Se que hay muchos patriotas que no son muy creyentes o tienen una fe muy superficial, que podrán pensar que esto es lo de menos o algo anécdotico. Pues NO, craso error. ¿Qué hubiese querido el Caudillo que hiciésemos por él tras su muerte? No tengo la menor duda de que, como buen católico que era, hubiese pedido Misas por su alma. Pues no hay mejor manera de honrar a nuestro héroe que cumplir su voluntad.

 

Nuestra catolicidad es la mejor manera de ser fiel a España, a Franco y a los grandes ideales católicos que defendió su Régimen. España nunca fue más Una, más Grande y más Libre que cuando fue católica, desde que se apareció la Virgen a Santiago apóstol, pasando por Recaredo, por los Reyes Católicos, por la gloriosa Cruzada Nacional...hasta nuestros días, a pesar de los múltiples enemigos de la fe y de España.

 

La Santa Misa tiene un valor infinito, da gloria a Dios y hace mucho bien a las almas, es lo que más espanta a los demonios y a sus hijos. No olvidemos que esto en el fondo es una batalla espiritual entre la España de orden y su esencia católica y la antiespaña libertina. El anticlericalismo es un rasgo muy bien definido entre los que odian a Franco, los que han profanado sus restos y los que quieren dinamitar la cruz. Es bueno no perder nunca la perspectiva de las razones más profundas por las que luchamos.

 

Mingorrubio se ha convertido por derecho propio en un nuevo lugar de peregrinación patrio que se suma al Valle.
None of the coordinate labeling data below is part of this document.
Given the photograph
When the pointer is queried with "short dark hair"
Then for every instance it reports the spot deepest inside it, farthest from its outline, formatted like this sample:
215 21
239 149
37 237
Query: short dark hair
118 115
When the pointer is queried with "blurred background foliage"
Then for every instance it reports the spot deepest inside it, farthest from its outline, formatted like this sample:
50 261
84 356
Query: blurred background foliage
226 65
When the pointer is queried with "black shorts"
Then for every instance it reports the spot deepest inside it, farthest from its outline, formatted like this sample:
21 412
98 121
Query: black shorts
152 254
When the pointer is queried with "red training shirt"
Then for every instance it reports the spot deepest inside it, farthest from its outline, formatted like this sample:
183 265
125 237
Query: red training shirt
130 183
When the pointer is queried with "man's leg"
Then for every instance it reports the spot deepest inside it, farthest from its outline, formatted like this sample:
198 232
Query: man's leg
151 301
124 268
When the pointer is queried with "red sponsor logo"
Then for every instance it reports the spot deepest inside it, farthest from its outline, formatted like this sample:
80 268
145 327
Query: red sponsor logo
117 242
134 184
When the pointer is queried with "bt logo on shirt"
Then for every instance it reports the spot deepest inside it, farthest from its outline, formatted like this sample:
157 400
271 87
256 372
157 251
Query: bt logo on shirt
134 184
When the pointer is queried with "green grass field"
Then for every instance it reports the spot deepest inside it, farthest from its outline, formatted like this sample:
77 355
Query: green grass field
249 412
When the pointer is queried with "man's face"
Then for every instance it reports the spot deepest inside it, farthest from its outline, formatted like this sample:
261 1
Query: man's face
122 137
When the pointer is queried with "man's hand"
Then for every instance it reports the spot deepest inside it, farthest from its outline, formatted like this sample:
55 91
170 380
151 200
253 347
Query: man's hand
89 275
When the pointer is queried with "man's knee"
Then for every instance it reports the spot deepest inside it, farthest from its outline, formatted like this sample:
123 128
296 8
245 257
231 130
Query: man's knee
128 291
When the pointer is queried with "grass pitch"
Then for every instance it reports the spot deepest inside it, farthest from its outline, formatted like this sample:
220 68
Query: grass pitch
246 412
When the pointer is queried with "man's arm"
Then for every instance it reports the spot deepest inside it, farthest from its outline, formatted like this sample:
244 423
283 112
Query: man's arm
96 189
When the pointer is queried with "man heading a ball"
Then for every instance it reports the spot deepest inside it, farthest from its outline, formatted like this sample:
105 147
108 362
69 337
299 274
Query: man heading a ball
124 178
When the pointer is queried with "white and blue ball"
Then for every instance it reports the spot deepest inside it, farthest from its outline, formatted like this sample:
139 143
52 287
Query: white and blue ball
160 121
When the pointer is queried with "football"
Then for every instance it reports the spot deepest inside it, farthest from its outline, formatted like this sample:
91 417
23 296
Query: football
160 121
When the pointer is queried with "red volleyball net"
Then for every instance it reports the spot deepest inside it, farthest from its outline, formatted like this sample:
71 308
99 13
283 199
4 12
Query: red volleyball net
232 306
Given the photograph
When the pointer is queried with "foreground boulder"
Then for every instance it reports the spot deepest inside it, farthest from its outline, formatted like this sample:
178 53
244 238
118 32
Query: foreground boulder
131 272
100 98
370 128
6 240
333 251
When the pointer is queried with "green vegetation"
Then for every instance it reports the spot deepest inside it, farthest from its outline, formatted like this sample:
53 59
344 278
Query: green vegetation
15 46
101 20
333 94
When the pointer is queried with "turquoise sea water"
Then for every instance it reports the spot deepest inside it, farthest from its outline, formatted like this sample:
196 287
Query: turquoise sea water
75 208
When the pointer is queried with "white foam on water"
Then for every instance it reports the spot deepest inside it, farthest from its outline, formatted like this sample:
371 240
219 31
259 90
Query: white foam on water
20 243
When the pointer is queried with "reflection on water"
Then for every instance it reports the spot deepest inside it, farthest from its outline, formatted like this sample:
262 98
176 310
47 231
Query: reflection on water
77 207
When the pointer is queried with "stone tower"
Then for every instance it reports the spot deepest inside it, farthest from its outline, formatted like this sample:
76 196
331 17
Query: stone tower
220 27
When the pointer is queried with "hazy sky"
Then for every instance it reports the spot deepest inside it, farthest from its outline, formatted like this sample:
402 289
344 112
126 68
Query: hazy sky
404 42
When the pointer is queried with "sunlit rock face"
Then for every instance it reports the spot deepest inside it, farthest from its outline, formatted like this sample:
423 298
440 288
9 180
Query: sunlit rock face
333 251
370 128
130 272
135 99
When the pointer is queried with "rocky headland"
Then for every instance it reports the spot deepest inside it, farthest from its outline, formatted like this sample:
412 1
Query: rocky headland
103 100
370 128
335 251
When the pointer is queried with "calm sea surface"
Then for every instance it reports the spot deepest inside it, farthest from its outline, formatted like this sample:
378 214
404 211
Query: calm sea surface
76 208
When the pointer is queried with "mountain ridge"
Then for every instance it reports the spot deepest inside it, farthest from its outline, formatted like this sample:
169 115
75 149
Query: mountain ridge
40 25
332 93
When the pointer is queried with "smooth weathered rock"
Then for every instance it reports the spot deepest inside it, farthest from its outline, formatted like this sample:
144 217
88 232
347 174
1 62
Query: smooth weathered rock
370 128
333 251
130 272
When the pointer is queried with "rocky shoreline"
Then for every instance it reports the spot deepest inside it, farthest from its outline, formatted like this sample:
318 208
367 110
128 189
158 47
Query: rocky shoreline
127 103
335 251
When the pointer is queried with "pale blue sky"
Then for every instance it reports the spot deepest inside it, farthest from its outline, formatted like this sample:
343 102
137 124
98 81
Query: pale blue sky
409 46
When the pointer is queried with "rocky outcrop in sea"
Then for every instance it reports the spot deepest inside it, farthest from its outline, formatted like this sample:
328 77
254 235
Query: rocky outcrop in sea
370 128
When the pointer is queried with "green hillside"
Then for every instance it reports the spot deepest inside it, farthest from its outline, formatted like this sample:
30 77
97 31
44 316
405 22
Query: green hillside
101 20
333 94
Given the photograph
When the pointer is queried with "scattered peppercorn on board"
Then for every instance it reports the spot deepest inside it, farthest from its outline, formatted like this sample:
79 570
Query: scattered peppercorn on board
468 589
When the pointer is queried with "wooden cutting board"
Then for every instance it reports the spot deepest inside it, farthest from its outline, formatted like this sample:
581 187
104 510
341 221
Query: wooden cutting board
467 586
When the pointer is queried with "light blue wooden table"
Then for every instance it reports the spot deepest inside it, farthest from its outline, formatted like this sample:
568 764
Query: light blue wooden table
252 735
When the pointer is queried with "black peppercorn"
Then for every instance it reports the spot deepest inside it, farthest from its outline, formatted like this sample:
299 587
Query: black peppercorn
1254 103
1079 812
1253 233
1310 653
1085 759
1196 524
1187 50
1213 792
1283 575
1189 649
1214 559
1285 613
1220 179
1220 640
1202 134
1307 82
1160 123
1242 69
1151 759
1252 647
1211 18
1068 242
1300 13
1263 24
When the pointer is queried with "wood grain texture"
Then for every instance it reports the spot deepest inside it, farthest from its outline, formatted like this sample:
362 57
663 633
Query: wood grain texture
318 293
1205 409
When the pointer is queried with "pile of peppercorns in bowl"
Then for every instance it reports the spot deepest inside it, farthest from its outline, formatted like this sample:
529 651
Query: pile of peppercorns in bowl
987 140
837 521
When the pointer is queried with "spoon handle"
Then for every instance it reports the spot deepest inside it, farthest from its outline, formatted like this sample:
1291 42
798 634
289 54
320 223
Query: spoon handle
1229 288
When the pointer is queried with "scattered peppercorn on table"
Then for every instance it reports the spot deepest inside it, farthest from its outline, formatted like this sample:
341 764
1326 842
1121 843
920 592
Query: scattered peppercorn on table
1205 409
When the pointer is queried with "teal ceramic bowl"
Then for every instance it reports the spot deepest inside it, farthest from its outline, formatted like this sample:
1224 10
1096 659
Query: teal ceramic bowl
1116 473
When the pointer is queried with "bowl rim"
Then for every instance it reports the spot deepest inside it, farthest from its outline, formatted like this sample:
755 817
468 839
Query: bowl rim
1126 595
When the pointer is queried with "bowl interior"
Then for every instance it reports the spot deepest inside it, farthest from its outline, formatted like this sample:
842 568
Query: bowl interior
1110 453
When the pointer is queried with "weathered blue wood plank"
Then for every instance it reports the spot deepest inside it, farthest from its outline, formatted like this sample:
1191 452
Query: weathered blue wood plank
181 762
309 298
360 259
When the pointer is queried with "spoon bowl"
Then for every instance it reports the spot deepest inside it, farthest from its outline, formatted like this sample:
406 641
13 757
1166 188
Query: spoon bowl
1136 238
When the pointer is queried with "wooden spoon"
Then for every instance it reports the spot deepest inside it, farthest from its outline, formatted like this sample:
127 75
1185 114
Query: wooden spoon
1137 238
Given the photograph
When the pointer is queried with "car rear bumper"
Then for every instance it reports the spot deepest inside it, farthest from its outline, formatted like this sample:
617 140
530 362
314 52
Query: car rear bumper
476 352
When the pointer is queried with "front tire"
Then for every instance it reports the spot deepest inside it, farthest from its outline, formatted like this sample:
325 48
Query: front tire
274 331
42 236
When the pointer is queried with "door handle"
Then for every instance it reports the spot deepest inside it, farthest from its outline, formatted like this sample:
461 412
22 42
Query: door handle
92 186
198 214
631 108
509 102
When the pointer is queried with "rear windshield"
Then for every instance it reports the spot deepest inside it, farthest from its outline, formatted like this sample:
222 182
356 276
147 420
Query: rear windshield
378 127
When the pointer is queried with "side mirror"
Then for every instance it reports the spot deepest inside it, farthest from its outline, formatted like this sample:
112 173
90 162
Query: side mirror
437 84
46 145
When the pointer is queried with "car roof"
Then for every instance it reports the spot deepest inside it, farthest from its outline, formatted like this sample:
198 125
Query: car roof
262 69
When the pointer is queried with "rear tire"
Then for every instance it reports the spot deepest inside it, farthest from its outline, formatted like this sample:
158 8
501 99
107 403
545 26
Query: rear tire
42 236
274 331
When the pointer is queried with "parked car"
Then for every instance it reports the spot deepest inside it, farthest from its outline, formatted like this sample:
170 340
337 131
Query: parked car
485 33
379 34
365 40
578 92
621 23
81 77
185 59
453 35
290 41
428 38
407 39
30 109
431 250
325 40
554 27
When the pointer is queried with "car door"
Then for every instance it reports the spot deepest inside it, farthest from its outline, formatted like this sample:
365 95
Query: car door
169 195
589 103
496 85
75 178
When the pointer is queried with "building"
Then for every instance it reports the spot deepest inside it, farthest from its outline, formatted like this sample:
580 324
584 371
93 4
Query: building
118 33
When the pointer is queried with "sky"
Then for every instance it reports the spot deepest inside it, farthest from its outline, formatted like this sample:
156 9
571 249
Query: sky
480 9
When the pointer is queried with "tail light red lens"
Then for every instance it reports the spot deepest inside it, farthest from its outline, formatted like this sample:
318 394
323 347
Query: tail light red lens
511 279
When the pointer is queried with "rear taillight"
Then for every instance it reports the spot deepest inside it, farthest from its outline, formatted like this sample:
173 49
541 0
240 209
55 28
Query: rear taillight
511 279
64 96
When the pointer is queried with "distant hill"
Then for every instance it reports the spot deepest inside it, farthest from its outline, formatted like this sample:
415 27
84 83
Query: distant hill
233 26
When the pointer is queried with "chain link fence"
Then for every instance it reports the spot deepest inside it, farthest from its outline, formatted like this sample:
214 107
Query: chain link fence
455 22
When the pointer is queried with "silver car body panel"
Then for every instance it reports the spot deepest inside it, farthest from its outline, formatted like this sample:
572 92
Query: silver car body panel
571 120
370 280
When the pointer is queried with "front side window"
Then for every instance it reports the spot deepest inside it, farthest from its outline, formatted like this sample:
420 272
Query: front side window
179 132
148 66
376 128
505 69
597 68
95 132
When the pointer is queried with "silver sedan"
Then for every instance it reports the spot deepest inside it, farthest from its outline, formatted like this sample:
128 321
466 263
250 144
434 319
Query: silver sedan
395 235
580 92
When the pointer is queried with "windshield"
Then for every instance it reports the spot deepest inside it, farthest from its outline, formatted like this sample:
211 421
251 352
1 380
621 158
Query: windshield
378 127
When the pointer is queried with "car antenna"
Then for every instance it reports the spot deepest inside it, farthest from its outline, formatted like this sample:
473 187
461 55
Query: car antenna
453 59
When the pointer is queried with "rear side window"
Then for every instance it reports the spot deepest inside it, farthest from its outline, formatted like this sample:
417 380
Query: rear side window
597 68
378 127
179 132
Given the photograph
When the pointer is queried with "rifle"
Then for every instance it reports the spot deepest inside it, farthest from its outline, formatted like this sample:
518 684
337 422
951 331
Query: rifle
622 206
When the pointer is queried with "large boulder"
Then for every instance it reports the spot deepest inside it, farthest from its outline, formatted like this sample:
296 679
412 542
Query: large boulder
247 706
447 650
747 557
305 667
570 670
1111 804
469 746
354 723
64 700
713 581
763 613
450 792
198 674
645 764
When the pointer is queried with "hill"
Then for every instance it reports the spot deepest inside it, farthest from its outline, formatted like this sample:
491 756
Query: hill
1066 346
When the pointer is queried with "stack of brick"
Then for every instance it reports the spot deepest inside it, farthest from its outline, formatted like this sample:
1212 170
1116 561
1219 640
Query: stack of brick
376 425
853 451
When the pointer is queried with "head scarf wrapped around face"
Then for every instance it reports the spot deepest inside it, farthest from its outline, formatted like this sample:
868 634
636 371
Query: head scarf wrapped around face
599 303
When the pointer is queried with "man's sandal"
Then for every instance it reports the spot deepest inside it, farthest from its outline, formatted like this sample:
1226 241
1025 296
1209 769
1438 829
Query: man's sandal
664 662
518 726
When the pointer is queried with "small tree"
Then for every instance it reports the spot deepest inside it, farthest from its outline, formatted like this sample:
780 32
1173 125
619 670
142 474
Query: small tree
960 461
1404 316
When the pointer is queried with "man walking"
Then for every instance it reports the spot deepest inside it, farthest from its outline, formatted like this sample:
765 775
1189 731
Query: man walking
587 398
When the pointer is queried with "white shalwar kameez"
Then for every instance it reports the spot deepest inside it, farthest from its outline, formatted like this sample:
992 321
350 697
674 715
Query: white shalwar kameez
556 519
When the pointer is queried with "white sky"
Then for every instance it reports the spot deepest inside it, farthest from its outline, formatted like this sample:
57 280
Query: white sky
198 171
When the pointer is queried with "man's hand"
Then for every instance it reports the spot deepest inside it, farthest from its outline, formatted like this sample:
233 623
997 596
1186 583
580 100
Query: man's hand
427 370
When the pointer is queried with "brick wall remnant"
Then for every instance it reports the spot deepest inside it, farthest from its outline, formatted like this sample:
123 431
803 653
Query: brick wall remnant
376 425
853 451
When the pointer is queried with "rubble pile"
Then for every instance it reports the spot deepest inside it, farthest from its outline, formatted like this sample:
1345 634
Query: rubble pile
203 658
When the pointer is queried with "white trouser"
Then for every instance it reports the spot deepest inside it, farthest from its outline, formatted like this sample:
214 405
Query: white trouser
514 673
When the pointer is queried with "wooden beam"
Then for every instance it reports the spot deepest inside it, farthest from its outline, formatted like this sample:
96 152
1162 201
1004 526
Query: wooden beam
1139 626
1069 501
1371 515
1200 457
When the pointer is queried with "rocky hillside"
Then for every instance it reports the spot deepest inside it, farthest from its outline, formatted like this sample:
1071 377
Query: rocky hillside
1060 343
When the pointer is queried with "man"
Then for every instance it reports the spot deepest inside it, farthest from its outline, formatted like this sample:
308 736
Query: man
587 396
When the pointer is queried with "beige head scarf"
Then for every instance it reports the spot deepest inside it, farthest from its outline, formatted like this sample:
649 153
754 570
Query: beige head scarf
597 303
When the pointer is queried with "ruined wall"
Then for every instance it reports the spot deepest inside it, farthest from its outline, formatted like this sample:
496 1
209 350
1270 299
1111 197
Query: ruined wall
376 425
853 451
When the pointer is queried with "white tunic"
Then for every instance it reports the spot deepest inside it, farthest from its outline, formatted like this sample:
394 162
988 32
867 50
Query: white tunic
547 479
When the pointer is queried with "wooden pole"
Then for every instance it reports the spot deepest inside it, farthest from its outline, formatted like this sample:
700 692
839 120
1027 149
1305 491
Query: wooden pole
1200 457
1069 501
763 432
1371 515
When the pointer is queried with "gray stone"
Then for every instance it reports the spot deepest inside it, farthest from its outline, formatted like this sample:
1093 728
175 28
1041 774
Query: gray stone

La capilla donde reposan los restos del Caudillo ha quedado de flores esmaltada y revestida de hermosura, flores traídas desde el corazón, por muchos españoles que 44 años después seguimos agradecidos a Franco.

 

Hoy más que nunca tenemos que estar unidos porque vienen a por nosotros. Nos quieren eliminar del mapa, pero resistiremos firmes en la fe, pues no podrán quitarnos a nuestro héroe del corazón, ni los principios que defendió.

 

Por más de un millón de veces que ladren esos blasfemos... ¡España siempre católica será! ¡Viva Cristo Rey, viva España y viva Franco!